In many analytical applications, the performance of queries in BigQuery are better than expected. Typically these queries scan a large number of rows, apply an analytical function and return the result to the calling program in a matter of seconds. However, even in an analytical application, you will often have a combination of analytical queries and some low latency or small queries which scan a narrow range of rows based on a set of filter conditions. In relational databases these type of queries are usually served by index scanning. BigQuery doesn’t have indexes, so theoretically a use case querying a narrow set of rows may not be suitable for BigQuery, but BigQuery has two very powerful features to reduce the volume of data scanned and improve the performance of queries. These are partitioning and clustering.
In this blog post, I will explore the benefits offered by partitioning and clustering, when to use them and choosing the right columns for partitioning and clustering using a synthetic dataset and a couple of hypothetical queries.
Dataset used for testing
The dataset for this performance testing consists of 3 tables with nearly identical schema but differing partitioning and clustering scheme. The table schema is simple and contains 2 categorical columns, one timestamp column and 10 numeric columns. The 2 categorical columns are customer identifier (cust_identifier) and country code.
|Table||Partition Type||Partition Column||Clustering Column||Data Volume (size)|
|demo_table_10c_date_part_cust_cluster||Date based (Daily partition)||DATE(tstamp)||cust_identifier||656.87 GB|
|demo_table_10c_cust_part_date_cluster||Integer Range||Hash of cust_identifier using |
|demo_table_10c_date_part_no_cluster||Date based (Daily partition)||DATE(tstamp)||None||656.87 GB|
- Number of rows : 7,197,026,476
- Number of distinct customers : 1679610
- Number of days of data (number of daily partitions) : 102
Additionally, the demo_table_10c_cust_part_date_cluster table includes a derived column containing the return value of “ABS(MOD(FARM_FINGERPRINT(a.cust_identifier),4000))” which is used for partitioning by customer identifier.
This derived column is computed using a set of functions. First it computes the fingerprint of customer identifiers (which is a STRING) using the FARM_FINGERPRINT Hash function.
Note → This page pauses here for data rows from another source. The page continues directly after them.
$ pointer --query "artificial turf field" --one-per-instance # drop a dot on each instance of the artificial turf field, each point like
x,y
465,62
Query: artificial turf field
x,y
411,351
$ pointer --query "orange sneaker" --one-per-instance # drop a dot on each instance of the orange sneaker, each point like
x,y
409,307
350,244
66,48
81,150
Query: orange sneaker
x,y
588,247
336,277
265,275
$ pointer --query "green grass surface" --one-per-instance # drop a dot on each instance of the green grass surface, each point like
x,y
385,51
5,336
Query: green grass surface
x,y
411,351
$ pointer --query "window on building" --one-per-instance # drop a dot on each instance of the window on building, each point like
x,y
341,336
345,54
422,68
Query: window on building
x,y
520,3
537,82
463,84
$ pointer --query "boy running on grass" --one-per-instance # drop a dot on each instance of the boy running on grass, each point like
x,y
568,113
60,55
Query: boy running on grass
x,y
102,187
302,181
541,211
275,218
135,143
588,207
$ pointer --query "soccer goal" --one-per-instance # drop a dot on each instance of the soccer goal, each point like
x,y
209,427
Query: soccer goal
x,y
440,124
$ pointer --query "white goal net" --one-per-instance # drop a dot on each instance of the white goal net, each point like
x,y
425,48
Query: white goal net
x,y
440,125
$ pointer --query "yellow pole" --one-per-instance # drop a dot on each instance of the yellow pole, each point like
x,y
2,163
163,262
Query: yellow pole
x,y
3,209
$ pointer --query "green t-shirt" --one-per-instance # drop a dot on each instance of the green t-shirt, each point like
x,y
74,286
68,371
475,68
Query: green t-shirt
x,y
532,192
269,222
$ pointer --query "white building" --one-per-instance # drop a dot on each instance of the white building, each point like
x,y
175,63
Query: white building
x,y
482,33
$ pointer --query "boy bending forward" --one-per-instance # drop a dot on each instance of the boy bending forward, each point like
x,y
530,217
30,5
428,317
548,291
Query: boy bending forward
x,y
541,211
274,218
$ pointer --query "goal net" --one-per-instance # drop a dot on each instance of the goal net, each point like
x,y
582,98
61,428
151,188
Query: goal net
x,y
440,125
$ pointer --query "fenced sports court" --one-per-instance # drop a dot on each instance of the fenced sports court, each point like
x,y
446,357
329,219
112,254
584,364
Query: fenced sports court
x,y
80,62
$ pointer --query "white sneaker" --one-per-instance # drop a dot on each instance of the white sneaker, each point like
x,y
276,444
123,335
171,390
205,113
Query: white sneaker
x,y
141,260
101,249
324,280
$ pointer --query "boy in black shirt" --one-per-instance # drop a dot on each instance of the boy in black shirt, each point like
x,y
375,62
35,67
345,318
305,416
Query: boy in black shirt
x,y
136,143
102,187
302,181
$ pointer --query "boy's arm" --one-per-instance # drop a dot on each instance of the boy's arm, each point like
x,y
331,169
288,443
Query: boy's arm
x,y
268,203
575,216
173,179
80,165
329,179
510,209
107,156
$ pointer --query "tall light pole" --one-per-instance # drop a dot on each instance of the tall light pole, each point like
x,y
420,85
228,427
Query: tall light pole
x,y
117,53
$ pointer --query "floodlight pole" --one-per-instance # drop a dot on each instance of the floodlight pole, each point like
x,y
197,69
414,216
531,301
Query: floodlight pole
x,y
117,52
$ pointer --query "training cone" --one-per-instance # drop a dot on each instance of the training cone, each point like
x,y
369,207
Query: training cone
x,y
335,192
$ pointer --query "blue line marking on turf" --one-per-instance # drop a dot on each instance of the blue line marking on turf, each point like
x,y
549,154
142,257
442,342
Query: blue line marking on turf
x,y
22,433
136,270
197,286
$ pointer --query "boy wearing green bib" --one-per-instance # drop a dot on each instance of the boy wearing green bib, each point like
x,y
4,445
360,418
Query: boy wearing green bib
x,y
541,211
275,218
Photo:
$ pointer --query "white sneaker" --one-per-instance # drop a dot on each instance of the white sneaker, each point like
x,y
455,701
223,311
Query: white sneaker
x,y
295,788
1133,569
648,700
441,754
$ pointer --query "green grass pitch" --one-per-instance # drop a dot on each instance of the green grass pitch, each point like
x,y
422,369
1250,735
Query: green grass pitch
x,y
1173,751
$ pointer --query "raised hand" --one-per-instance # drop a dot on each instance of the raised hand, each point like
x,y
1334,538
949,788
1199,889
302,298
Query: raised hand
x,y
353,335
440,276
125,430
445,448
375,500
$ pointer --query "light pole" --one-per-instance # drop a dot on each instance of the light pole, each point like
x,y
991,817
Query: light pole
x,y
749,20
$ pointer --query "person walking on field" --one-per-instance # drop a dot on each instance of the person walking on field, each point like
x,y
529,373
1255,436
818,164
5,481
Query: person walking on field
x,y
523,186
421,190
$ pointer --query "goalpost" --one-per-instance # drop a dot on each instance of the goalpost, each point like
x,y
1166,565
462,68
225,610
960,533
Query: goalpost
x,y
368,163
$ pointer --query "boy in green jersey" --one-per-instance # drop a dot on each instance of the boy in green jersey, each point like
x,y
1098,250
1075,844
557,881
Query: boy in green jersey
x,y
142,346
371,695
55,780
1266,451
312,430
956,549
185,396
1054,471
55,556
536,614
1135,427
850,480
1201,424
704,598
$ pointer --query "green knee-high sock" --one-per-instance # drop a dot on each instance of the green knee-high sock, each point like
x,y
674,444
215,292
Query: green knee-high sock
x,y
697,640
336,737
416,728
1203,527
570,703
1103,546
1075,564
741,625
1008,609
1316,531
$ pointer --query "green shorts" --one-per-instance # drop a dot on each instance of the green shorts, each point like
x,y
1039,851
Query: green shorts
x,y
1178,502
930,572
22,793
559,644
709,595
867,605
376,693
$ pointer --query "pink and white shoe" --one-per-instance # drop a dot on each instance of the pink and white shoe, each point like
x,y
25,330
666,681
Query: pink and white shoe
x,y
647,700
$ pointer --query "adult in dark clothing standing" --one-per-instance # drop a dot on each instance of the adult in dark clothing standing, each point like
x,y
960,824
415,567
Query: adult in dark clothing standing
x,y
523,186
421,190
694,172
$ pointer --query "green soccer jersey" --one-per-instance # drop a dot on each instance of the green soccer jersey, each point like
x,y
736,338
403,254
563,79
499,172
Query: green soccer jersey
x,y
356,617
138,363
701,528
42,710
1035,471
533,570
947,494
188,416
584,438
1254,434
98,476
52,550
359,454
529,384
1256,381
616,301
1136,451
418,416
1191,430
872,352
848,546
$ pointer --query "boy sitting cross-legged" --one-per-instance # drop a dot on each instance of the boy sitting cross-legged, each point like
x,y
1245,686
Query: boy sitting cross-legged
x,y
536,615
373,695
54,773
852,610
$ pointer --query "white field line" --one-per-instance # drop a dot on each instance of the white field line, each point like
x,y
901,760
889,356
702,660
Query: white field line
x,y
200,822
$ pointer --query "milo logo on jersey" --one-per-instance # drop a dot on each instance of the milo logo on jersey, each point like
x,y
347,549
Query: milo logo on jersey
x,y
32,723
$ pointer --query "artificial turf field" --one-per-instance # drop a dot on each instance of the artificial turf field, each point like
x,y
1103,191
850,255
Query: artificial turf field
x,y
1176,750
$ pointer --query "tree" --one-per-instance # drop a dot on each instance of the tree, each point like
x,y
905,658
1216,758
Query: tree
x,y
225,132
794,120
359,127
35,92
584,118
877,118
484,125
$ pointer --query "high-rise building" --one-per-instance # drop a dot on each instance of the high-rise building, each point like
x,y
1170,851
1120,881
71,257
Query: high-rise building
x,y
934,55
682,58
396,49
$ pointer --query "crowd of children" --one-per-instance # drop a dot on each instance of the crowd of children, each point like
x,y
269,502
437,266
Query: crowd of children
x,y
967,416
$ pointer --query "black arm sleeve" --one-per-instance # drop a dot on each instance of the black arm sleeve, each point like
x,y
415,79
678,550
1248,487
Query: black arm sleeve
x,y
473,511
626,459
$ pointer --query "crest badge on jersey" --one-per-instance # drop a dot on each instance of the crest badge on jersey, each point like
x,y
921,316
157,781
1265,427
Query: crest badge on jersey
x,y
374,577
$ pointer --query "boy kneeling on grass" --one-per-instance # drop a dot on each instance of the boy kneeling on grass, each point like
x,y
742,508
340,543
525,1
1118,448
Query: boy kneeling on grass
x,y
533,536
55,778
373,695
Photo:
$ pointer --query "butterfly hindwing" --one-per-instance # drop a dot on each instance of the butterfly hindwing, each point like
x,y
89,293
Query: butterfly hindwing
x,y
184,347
Then it takes the absolute value of output of the MOD function to put all customer identifiers into 4000 buckets, which is the maximum number of allowed partitions in BigQuery.
The partitioning schema for the timestamp column is the DATE part of the value in tstamp column.
To highlight the benefit of partitioning and clustering, I will be using three sets of queries to represent three different use cases.
- Search one customer data across the entire dataset i.e. filter only on the customer identifier column.
- Search all customers’ data for a given day i.e. filter only on the timestamp column.
- Search one customer data for a given day i.e. filtering on cust_identifier and timestamp column.
Applying these on the three tables will result in 9 distinct queries. These 9 queries are executed multiple times for a different set of input values of customer identifier and date to reduce any anomalies due to environment or input data. To make the testing process easier and repeatable, I have put these into a python code which is available on my github page.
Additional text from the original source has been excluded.